Democracy has not fared well in Russia. Freedom of the press is under threat. A Moscow newspaper recently published evidence that Mr. Putin's first-round victory earlier this year was due to fraud. And the Department of State documents no significant improvement in human rights since Clinton took office.
So what went wrong? Surely, some of the problems are beyond the administration's control. Some deterioration of US-Russian relations was inevitable as the euphoria of our common victory over Soviet communism wore off. Some of the economic hardship and undemocratic behavior is due to the harsh Soviet legacy, which ruled out an easy transition to a market economy and an open society. Much of the industrial decline has come from the sharp drop in weapons productions.
But US policy did matter. The administration backed an economic course - the so-called "Washington consensus" - that did not take sufficient account of Russian political realities, including a widespread elite and popular opposition to that course. Critics were generally dismissed as communists, hard-liners, or economic illiterates. In the end, the administration found itself backing a small, unpopular group of radical reformers. Not only was the economic program not implemented, but the way it was pursued cast into doubt American support for the democratization of Russia.
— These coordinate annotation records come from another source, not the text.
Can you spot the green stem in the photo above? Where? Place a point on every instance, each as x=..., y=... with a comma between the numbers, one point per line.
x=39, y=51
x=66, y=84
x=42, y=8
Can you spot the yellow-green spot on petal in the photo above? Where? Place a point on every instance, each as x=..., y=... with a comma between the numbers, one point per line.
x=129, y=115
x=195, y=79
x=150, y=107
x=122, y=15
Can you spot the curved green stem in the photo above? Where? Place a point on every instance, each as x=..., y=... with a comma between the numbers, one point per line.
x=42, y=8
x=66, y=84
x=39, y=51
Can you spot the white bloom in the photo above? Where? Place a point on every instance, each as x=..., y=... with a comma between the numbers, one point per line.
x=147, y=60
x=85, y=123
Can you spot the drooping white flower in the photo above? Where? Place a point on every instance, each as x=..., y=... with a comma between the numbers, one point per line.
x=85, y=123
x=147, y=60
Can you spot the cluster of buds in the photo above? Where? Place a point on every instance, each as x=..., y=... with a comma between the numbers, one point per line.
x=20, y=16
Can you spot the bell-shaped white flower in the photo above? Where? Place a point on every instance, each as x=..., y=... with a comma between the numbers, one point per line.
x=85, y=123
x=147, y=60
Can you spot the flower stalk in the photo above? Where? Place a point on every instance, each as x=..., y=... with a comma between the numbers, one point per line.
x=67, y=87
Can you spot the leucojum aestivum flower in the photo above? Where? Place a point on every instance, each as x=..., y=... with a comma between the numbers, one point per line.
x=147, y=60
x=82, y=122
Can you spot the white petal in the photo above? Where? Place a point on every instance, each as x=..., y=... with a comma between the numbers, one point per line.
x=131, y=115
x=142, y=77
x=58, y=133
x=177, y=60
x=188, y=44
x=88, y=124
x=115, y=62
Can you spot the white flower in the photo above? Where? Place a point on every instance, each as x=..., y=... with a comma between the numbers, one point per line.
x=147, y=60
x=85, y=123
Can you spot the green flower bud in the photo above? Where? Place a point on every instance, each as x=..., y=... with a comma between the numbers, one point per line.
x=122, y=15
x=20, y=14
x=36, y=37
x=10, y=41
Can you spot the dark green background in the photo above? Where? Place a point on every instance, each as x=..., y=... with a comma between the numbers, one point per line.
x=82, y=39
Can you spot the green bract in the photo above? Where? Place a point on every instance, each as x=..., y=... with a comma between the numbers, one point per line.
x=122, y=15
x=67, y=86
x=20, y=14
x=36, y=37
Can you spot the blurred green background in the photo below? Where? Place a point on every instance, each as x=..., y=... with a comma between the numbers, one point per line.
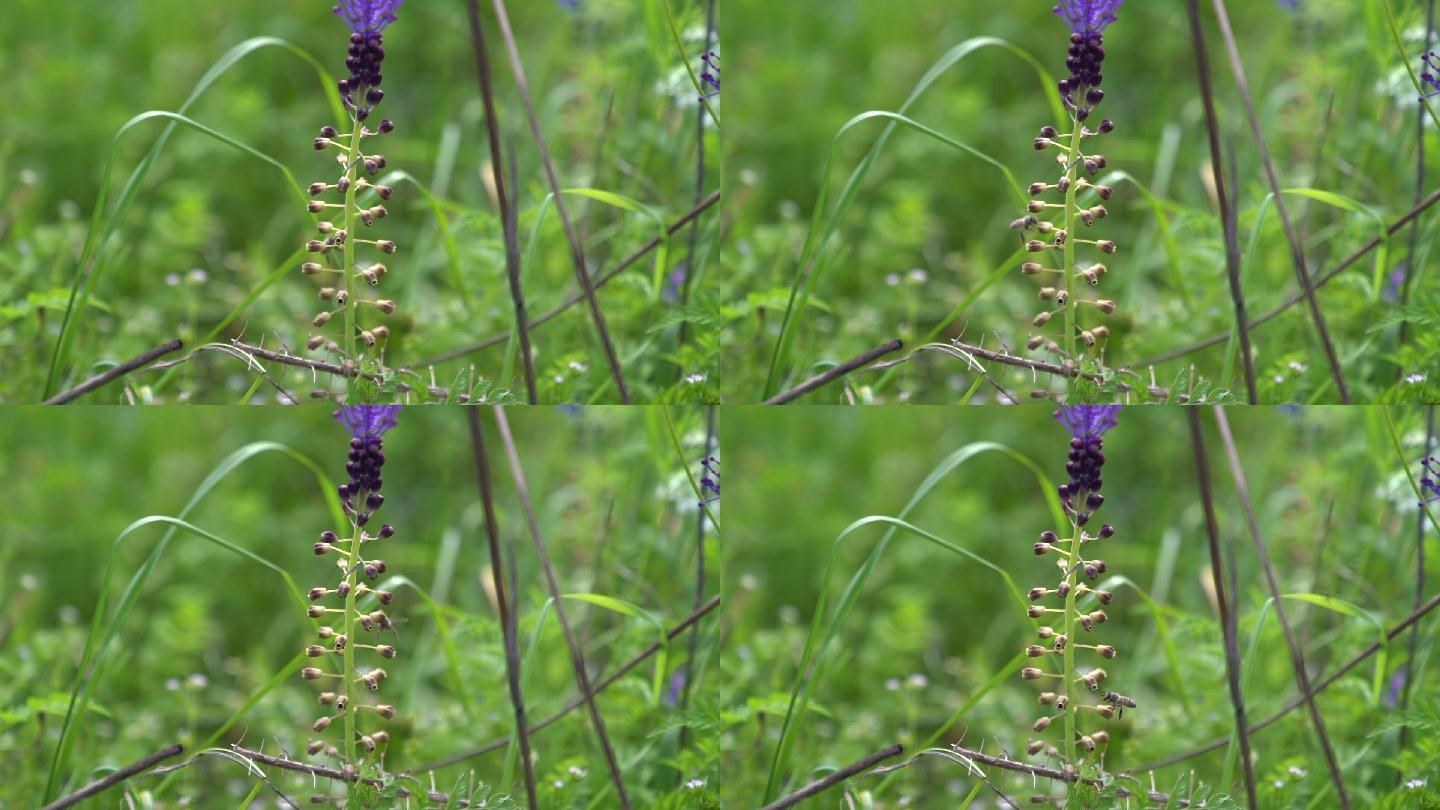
x=930, y=629
x=210, y=629
x=212, y=224
x=930, y=224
Meanwhile, the US image in Russia suffered. Inexplicably, the administration condoned the Russian government's meeting its IMF inflation targets in part by not paying wages and pensions. The administration turned a blind eye to patently phony Russian budgets. The administration hyped its role in Russia's successes before the financial collapse of 1998, but thereafter it was unwilling to accept any blame for the hardships its policies had caused. Such behavior led Russians to question our benevolence, intelligence, and morality.
Our image suffered further from the way the administration dealt with foreign policy and security matters. Instead of building rapport with the Russian elites - which is critical for good relations with Russia -it manipulated Boris Yeltsin to advance our interests; we treated him like a major world leader in return for his concessions on, say, Bosnia or Nato expansion. Russian elites increasingly saw US policies as efforts to exploit Russia's weakness. Our current problems with President Putin are only the fruits of our neglect of the broader Russian political establishment.
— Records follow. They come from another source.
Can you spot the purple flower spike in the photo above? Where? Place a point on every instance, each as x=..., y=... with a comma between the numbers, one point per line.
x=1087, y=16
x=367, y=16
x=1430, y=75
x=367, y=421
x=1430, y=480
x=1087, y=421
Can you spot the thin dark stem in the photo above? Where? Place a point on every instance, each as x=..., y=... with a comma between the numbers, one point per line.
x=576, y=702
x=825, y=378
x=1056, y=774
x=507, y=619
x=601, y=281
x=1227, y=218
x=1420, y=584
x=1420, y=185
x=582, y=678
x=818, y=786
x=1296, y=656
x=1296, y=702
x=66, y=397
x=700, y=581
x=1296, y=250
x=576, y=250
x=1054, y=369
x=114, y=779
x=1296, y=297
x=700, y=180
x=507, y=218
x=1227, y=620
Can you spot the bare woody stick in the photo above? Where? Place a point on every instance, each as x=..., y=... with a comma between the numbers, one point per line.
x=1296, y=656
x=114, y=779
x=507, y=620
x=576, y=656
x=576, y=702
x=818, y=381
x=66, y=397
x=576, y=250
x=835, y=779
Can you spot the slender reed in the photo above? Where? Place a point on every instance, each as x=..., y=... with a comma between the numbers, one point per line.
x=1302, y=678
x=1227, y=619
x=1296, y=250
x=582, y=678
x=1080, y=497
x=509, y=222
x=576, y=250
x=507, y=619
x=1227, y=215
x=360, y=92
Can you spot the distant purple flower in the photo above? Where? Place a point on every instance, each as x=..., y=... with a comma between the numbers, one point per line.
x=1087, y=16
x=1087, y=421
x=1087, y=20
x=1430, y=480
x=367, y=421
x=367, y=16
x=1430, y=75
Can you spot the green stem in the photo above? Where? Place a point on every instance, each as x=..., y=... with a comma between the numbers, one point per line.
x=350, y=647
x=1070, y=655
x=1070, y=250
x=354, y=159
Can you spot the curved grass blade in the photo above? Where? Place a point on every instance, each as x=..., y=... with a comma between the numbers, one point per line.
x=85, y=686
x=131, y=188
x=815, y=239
The administration, of course, will agree with none of the above. It has steadfastly refused to acknowledge any lapses in its policy toward Russia, nor has it undertaken any systemic appraisal of its successes and failures in Russia. It is time we did that for them.
Thomas Graham, a senior associate at the Carnegie Endowment for International Peace, was chief political analyst at the US Embassy in Moscow from 1994 to 1997.